# Model Definition and Evaluation
## Table of Contents
1. [Model Selection](#model-selection)
2. [Feature Engineering](#feature-engineering)
3. [Hyperparameter Tuning](#hyperparameter-tuning)
4. [Implementation](#implementation)
5. [Evaluation Metrics](#evaluation-metrics)
6. [Comparative Analysis](#comparative-analysis)


In [1]:
from scipy.io.arff import loadarff
import pandas as pd
import numpy as np
import matplotlib.pyplot as plt
from numpy.fft import rfft
from sklearn.preprocessing import LabelEncoder

# ML

## Models
from sklearn.naive_bayes import GaussianNB
from sklearn.svm import SVC
from sklearn.ensemble import RandomForestClassifier
from sklearn.neighbors import KNeighborsClassifier
from sklearn.tree import DecisionTreeClassifier

## Cross Validation
import time
from sklearn.model_selection import RepeatedStratifiedKFold 
from sklearn.model_selection import StratifiedKFold
from sklearn.model_selection import GridSearchCV
from sklearn.model_selection import cross_validate
from sklearn.pipeline import Pipeline

## evaluation
from sklearn.metrics import accuracy_score, confusion_matrix, ConfusionMatrixDisplay

## Model Selection

For this task different Classical Machine Learning Classifiers are considered.

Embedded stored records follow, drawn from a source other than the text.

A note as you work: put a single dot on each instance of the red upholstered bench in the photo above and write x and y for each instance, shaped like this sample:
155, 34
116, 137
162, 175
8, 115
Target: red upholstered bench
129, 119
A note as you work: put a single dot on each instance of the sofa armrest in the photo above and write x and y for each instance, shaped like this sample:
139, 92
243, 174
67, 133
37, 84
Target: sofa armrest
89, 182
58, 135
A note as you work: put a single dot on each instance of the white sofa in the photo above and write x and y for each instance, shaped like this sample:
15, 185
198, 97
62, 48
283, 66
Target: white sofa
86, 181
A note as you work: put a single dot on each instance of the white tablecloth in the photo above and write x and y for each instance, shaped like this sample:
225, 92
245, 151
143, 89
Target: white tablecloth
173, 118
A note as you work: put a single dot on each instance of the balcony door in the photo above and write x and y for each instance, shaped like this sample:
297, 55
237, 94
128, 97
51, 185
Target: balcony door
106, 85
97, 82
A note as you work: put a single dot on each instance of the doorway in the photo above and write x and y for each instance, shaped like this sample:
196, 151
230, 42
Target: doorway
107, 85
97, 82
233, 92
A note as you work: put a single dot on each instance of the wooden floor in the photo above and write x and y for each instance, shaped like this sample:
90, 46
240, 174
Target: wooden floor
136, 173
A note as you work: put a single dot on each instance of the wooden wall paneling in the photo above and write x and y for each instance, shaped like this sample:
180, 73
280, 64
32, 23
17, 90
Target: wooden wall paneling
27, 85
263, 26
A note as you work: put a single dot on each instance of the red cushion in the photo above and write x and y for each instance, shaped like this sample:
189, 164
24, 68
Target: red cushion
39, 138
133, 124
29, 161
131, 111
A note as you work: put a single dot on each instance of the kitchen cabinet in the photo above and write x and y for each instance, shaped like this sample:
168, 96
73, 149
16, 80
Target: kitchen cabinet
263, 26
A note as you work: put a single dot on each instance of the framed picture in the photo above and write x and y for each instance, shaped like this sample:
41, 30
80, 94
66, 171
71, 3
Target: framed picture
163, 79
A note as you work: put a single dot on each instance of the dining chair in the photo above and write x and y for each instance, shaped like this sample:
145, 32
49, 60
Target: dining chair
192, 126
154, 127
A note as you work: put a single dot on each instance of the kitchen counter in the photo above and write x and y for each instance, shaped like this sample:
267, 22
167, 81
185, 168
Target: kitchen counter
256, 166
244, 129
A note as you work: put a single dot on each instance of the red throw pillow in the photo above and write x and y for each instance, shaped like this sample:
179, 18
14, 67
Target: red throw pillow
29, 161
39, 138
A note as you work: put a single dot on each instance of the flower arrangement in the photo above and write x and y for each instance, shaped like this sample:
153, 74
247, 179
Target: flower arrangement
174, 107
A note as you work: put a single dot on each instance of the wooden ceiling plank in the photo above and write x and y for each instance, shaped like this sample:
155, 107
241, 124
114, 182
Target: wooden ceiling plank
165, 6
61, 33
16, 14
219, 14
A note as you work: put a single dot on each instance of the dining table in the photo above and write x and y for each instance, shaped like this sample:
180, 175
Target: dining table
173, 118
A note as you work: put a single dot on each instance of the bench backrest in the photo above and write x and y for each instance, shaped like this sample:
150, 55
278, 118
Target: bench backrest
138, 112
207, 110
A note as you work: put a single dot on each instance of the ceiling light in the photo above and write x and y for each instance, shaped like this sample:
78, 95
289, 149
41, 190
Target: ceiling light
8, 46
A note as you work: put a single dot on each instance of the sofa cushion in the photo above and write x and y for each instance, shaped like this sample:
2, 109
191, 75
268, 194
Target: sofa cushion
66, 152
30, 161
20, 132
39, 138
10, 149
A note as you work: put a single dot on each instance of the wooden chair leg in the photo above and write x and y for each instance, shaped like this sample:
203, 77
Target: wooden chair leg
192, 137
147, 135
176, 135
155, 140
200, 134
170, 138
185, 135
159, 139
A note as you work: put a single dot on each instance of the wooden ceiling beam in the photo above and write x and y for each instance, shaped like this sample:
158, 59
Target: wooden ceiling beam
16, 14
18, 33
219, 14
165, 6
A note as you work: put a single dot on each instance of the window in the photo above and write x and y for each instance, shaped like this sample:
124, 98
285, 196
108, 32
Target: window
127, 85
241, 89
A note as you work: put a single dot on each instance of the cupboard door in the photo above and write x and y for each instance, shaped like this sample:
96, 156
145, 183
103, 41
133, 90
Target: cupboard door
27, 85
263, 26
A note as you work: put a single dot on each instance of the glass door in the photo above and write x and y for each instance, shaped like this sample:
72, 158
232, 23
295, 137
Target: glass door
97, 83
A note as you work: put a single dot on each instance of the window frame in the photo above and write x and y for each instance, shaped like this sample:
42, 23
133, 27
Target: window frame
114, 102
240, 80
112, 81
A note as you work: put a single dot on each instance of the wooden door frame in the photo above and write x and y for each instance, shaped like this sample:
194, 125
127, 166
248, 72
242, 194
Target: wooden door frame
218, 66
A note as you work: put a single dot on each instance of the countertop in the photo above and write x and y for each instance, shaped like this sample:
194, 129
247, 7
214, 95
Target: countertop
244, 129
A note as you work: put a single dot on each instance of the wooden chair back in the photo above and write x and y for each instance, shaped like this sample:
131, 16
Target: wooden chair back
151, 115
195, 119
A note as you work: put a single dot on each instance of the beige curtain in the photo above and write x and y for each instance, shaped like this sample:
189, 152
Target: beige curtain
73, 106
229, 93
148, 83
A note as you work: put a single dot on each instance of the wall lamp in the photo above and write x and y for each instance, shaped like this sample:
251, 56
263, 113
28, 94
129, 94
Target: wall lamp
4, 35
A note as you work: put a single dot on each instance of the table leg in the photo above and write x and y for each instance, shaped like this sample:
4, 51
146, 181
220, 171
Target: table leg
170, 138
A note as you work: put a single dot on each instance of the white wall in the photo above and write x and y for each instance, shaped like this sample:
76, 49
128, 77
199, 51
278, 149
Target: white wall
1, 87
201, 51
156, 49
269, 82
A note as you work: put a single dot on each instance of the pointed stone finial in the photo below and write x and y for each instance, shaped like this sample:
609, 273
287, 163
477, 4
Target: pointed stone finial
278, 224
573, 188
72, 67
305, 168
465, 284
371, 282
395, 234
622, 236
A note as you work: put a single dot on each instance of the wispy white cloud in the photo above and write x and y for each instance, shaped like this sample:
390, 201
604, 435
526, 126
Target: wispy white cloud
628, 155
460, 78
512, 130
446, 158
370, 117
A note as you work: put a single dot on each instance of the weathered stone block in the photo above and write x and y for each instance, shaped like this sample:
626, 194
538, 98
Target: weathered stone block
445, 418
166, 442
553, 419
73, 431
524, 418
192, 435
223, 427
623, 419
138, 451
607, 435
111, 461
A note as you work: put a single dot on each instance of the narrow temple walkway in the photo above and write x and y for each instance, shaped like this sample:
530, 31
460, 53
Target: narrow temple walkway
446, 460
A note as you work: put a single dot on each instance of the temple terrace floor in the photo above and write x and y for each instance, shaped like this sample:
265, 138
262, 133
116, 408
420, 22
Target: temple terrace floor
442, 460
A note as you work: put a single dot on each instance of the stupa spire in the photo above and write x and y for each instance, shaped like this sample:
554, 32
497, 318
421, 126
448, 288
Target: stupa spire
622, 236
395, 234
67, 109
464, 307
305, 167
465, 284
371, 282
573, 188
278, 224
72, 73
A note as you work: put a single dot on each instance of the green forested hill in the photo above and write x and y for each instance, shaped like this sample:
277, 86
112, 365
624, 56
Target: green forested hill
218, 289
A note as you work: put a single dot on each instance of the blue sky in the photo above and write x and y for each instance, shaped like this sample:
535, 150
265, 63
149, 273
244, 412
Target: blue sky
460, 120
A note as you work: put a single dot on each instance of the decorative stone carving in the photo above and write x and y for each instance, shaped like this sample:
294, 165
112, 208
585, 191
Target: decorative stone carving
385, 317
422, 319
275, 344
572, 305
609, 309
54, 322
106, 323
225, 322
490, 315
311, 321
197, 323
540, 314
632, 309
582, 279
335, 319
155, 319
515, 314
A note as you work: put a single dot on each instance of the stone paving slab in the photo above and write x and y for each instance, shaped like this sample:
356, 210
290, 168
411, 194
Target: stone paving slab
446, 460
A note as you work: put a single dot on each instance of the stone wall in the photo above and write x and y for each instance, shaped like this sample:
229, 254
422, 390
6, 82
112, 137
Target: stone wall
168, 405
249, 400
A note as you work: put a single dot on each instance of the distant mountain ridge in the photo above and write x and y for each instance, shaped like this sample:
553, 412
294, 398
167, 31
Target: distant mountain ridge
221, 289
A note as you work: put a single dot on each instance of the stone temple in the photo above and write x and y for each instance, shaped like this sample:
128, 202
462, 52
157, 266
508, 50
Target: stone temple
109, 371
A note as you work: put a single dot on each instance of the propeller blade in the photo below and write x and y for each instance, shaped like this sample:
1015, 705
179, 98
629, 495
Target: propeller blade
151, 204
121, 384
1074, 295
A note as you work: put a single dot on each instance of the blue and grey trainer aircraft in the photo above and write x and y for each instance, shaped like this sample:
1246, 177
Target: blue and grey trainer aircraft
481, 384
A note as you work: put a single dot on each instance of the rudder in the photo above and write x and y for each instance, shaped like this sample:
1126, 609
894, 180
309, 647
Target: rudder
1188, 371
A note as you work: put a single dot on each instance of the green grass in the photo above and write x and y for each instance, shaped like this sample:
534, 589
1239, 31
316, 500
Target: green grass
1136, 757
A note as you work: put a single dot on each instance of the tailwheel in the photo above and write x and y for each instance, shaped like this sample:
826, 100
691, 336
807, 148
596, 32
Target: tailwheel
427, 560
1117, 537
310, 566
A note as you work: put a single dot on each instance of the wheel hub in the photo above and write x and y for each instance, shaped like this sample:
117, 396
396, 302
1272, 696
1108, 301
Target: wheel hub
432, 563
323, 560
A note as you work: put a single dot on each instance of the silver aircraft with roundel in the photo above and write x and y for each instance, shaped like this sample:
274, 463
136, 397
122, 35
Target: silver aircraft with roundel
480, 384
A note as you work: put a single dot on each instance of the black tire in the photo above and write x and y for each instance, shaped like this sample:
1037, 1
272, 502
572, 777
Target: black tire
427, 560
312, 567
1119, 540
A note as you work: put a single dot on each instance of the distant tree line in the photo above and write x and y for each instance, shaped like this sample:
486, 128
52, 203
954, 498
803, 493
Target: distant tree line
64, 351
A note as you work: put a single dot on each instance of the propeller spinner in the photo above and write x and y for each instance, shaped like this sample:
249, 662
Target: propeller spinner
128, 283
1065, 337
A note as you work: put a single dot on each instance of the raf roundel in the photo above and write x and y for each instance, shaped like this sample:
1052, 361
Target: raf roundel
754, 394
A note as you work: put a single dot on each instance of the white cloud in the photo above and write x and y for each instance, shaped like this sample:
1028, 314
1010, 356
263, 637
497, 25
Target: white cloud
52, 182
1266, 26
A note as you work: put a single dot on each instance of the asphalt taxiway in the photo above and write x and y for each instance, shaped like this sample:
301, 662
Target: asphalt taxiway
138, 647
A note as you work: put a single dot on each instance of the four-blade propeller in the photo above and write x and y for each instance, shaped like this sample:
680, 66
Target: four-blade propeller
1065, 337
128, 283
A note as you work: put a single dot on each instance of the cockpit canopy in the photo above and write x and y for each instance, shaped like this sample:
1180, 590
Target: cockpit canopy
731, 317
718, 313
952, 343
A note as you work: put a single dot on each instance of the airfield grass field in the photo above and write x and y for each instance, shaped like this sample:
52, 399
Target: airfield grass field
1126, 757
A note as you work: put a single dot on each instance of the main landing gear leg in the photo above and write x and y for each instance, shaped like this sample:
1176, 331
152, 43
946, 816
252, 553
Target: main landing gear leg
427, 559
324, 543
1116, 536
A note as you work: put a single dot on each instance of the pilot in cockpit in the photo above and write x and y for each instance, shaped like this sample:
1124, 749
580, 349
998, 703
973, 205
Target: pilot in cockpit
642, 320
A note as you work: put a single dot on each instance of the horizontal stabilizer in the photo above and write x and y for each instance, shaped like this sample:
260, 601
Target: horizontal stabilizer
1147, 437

The following are:
- Gaussian Naive Bayes
- Support Vector Classifier
- Random Forest Classifier
- K-Neighbors Classifier
- Decision Tree Classifier

These are the most typical Classifiers, which are usually used in Machine Learning Classifier Tasks. Also they all are implemented in the module sklearn, which makes them easily compatible. 

## Feature Engineering

[Describe any additional feature engineering you've performed beyond what was done for the baseline model.]


In [2]:
# Load the dataset
data_train = loadarff('../1_DatasetCharacteristics/data/InsectSound_TRAIN.arff')
data_test = loadarff('../1_DatasetCharacteristics/data/InsectSound_TEST.arff')

df_train = pd.DataFrame(data_train[0])
df_test = pd.DataFrame(data_test[0])


# Fast Fourier Transform
X_train = pd.DataFrame(abs(rfft(df_train.drop(columns = "target"))))
X_test = pd.DataFrame(abs(rfft(df_test.drop(columns = "target"))))

# Creating a instance of label Encoder.
le = LabelEncoder()
# Using .fit_transform function to fit label encoder and return encoded label
y_train = le.fit_transform(df_train['target'])
y_test = le.fit_transform(df_test['target'])

# Creating a dataset with less frequencies (first half) to compare results
X_train_smaller = X_train.iloc[:, :150]
X_test_smaller = X_test.iloc[:, :150]

## Hyperparameter Tuning

In this notebook a nested cross validation and grid search is used. Also to keep it easily comparible there is a global configuration of the number of splits and repeats at the top.

In [3]:
# Global Configuration useful: (no magic numbers)
num_trials = 3
num_inner_repeats = 3
num_inner_splits = 3
num_outer_splits = 3


def nested_cv(estimator, grid, features, targets):

    start = time.time()
    accs = np.zeros((num_trials,num_outer_splits))
    baccs = np.zeros((num_trials,num_outer_splits)) # balanced accuracy
    fit_times = np.zeros((num_trials,num_outer_splits))
    test_times = np.zeros((num_trials,num_outer_splits))

    for i in range(num_trials):
        print("Running Outer CV in iteration ", i , " at time ", time.time()-start)

        # best parametrisation
        inner_cv = RepeatedStratifiedKFold(n_splits=num_inner_splits, n_repeats=num_trials,random_state=1)
        
        # creating results
        outer_cv = StratifiedKFold(n_splits=num_outer_splits, shuffle = True ,random_state=i)

        # try all combinations of grid, returns hyperparameters with highest score 
        clf = GridSearchCV(estimator= Pipeline([("estimator",estimator)]), param_grid=grid, cv = inner_cv, scoring= ("balanced_accuracy"), n_jobs=8, refit = "balanced_accuracy")
        # already optimized, just try with best parameters, returns dictionary
        cv_results = cross_validate(clf, X = features, y = targets, cv = outer_cv, scoring=("accuracy", "balanced_accuracy"), n_jobs=8)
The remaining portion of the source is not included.